Straggler-Resilient Decentralized Learning via Adaptive Asynchronous Updates
Guojun Xiong, Gang Yan, Shiqiang Wang, Jian Li
TL;DR
This work addresses stragglers in fully decentralized learning by introducing DSGD-AAU, which adaptively selects the number of active neighbors at each iteration to blend the benefits of synchronous and asynchronous updates. It provides a convergence guarantee showing a rate of $\mathcal{O}(1/\sqrt{NK})$ with an appropriate learning rate, implying a linear speedup in the number of workers for large enough $K$. The algorithm is realized via a decentralized Pathsearch procedure that builds a strongly connected subgraph and ensures information diffusion without deadlock, with modest communication and memory overhead.

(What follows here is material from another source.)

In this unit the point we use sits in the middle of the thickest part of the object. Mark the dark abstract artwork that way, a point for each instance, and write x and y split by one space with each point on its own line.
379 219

Empirical results on non-i.i.d. CIFAR-10 and other tasks demonstrate faster convergence and higher accuracy than state-of-the-art baselines, validating practical impact for large-scale decentralized training in heterogeneous environments.
Abstract
With the increasing demand for large-scale training of machine learning models, fully decentralized optimization methods have recently been advocated as alternatives to the popular parameter server framework. In this paradigm, each worker maintains a local estimate of the optimal parameter vector, and iteratively updates it by waiting and averaging all estimates obtained from its neighbors, and then corrects it on the basis of its local dataset. However, the synchronization phase is sensitive to stragglers. An efficient way to mitigate this effect is to consider asynchronous updates, where each worker computes stochastic gradients and communicates with other workers at its own pace. Unfortunately, fully asynchronous updates suffer from staleness of stragglers' parameters. To address these limitations, we propose a fully decentralized algorithm DSGD-AAU with adaptive asynchronous updates via adaptively determining the number of neighbor workers for each worker to communicate with. We show that DSGD-AAU achieves a linear speedup for convergence and demonstrate its effectiveness via extensive experiments.